I hear it works well mixed with epoxy to fill voids in certain woods that go well with black.

Reply to
Eric Tonks

Mix it with epoxy, coat the wood. Cover with varnish.

Reply to
ddinc

It's not carbon, it's a hugely complex mixture of a heat-fusible plastic, carbon black colourant, and an iron compound. Formulation varies (a lot) between machines.

For some of these powders, watch out for rust. The stuff can go brown and clumpy if it gets damp.

You can say that again. Don't store it in glassware, because if you drop it you've an awful task to clean it up. Be careful vacuuming it up - it goes straight the the bag on many machines.

I've had great success using it to tint raw latex rubber. Mould yourself a Batman suit.

Not that I can really see. Maybe if you mixed it into a carrier, like shellac.

I'd certainly keep it. In fact I still have a jar.

Reply to
Andy Dingley

And if (when) it gets all over your hands, use _cold_ water and soap to wash with. Hot will open up the pores in your skin and you'll never get clean.
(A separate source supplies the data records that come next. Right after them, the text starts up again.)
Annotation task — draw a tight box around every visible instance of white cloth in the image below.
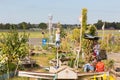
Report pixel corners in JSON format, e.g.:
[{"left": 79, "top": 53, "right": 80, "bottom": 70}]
[
  {"left": 55, "top": 33, "right": 60, "bottom": 41},
  {"left": 94, "top": 44, "right": 100, "bottom": 56}
]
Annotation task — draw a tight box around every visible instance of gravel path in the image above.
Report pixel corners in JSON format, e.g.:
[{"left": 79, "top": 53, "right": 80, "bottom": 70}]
[
  {"left": 108, "top": 53, "right": 120, "bottom": 79},
  {"left": 107, "top": 53, "right": 120, "bottom": 62},
  {"left": 28, "top": 38, "right": 41, "bottom": 46}
]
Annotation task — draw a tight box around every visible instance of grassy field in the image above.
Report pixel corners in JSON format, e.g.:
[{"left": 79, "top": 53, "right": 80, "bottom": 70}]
[
  {"left": 0, "top": 30, "right": 119, "bottom": 80},
  {"left": 0, "top": 30, "right": 119, "bottom": 38},
  {"left": 98, "top": 30, "right": 120, "bottom": 37},
  {"left": 0, "top": 31, "right": 49, "bottom": 38}
]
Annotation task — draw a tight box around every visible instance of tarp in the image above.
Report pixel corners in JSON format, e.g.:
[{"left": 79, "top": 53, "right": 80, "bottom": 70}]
[{"left": 84, "top": 34, "right": 101, "bottom": 40}]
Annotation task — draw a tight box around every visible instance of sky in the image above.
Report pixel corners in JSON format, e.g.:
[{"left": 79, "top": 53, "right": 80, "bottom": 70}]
[{"left": 0, "top": 0, "right": 120, "bottom": 24}]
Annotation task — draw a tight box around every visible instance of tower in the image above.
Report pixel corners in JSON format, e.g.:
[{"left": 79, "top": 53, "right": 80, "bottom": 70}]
[{"left": 48, "top": 14, "right": 53, "bottom": 43}]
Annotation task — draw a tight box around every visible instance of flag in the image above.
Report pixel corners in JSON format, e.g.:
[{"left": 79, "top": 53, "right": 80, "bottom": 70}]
[
  {"left": 79, "top": 15, "right": 82, "bottom": 23},
  {"left": 102, "top": 23, "right": 105, "bottom": 30}
]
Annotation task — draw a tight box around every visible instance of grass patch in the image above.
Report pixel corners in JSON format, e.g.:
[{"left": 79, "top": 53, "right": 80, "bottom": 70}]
[
  {"left": 31, "top": 53, "right": 55, "bottom": 66},
  {"left": 0, "top": 31, "right": 48, "bottom": 38},
  {"left": 9, "top": 77, "right": 29, "bottom": 80}
]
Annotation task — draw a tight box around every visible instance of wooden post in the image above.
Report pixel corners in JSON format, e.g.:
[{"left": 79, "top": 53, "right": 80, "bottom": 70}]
[
  {"left": 102, "top": 28, "right": 104, "bottom": 42},
  {"left": 76, "top": 15, "right": 83, "bottom": 68},
  {"left": 56, "top": 47, "right": 59, "bottom": 67},
  {"left": 102, "top": 23, "right": 105, "bottom": 42},
  {"left": 56, "top": 28, "right": 60, "bottom": 67},
  {"left": 76, "top": 50, "right": 80, "bottom": 68}
]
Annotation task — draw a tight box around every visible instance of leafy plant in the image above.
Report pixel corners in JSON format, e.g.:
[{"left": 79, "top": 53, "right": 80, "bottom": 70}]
[
  {"left": 105, "top": 59, "right": 114, "bottom": 70},
  {"left": 0, "top": 27, "right": 29, "bottom": 78}
]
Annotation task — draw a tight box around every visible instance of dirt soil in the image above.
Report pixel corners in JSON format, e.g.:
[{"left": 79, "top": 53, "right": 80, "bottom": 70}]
[
  {"left": 107, "top": 52, "right": 120, "bottom": 68},
  {"left": 108, "top": 53, "right": 120, "bottom": 79},
  {"left": 107, "top": 53, "right": 120, "bottom": 62}
]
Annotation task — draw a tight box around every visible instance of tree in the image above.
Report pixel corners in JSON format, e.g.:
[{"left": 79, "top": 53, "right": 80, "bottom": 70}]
[
  {"left": 94, "top": 20, "right": 103, "bottom": 29},
  {"left": 4, "top": 23, "right": 11, "bottom": 29},
  {"left": 18, "top": 22, "right": 28, "bottom": 29},
  {"left": 81, "top": 8, "right": 97, "bottom": 62},
  {"left": 86, "top": 25, "right": 97, "bottom": 36},
  {"left": 82, "top": 8, "right": 87, "bottom": 31},
  {"left": 38, "top": 23, "right": 48, "bottom": 29},
  {"left": 0, "top": 27, "right": 29, "bottom": 79},
  {"left": 0, "top": 23, "right": 4, "bottom": 29},
  {"left": 116, "top": 23, "right": 120, "bottom": 29}
]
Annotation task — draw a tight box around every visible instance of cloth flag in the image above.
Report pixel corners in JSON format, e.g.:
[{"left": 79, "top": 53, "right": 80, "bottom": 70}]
[
  {"left": 102, "top": 23, "right": 105, "bottom": 30},
  {"left": 79, "top": 15, "right": 82, "bottom": 23}
]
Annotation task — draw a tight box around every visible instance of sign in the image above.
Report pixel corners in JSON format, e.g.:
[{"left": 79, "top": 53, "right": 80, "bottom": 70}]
[{"left": 42, "top": 38, "right": 47, "bottom": 46}]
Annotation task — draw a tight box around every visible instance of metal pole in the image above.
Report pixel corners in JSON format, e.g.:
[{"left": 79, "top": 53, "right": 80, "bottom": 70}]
[{"left": 48, "top": 14, "right": 53, "bottom": 43}]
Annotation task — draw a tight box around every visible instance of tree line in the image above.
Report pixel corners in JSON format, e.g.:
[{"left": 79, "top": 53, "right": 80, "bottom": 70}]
[
  {"left": 0, "top": 22, "right": 48, "bottom": 30},
  {"left": 94, "top": 20, "right": 120, "bottom": 29},
  {"left": 0, "top": 20, "right": 120, "bottom": 30}
]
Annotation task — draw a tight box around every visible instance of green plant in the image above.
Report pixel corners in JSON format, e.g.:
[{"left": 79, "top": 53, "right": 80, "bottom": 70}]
[
  {"left": 86, "top": 25, "right": 97, "bottom": 36},
  {"left": 9, "top": 77, "right": 28, "bottom": 80},
  {"left": 105, "top": 59, "right": 114, "bottom": 70},
  {"left": 72, "top": 28, "right": 80, "bottom": 42},
  {"left": 78, "top": 59, "right": 85, "bottom": 68},
  {"left": 0, "top": 27, "right": 29, "bottom": 79}
]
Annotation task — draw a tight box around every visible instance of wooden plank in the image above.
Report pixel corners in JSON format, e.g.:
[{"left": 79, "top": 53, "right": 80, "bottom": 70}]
[
  {"left": 18, "top": 71, "right": 56, "bottom": 79},
  {"left": 78, "top": 72, "right": 109, "bottom": 76},
  {"left": 19, "top": 74, "right": 54, "bottom": 79},
  {"left": 19, "top": 71, "right": 55, "bottom": 76},
  {"left": 19, "top": 71, "right": 109, "bottom": 79},
  {"left": 110, "top": 69, "right": 120, "bottom": 77}
]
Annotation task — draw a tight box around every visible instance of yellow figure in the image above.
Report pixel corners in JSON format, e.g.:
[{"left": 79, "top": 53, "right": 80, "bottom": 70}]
[
  {"left": 109, "top": 76, "right": 115, "bottom": 80},
  {"left": 93, "top": 75, "right": 97, "bottom": 80},
  {"left": 103, "top": 74, "right": 107, "bottom": 80}
]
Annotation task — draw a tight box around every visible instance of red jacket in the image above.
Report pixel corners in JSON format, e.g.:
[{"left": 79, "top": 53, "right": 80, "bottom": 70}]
[{"left": 96, "top": 62, "right": 105, "bottom": 72}]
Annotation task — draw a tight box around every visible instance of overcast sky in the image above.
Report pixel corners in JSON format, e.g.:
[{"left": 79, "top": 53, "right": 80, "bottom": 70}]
[{"left": 0, "top": 0, "right": 120, "bottom": 24}]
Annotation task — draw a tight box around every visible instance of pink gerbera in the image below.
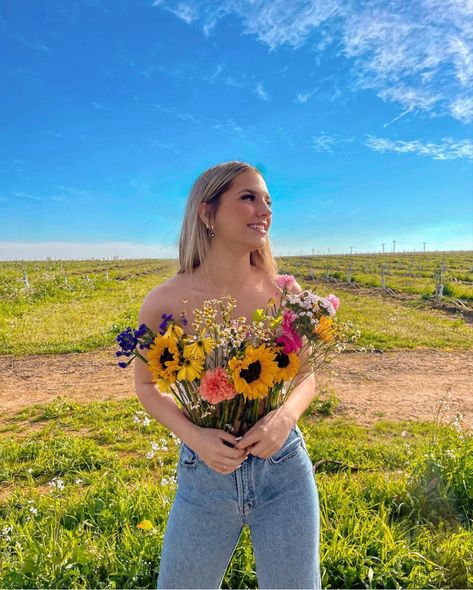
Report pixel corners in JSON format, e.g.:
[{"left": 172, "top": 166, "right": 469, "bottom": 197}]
[{"left": 199, "top": 367, "right": 237, "bottom": 405}]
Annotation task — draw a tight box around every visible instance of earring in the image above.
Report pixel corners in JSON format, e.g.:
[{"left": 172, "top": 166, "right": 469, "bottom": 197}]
[{"left": 207, "top": 224, "right": 216, "bottom": 239}]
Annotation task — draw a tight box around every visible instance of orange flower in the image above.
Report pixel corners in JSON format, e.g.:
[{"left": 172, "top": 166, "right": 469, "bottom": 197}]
[{"left": 314, "top": 315, "right": 334, "bottom": 343}]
Maybe you can get an MSDS from the toner manufacturer, which will identify what's in the stuff. If it's got the black oxide of iron in it, I'd hesitate using it on anything. If it's just carbon and plastic binders, well, I'd still use something else.

Dave Hinz

Reply to
Dave Hinz

I would save the toner only for one reason. Dip my binoculars in it before I give them to my friends. Good, old practical joke.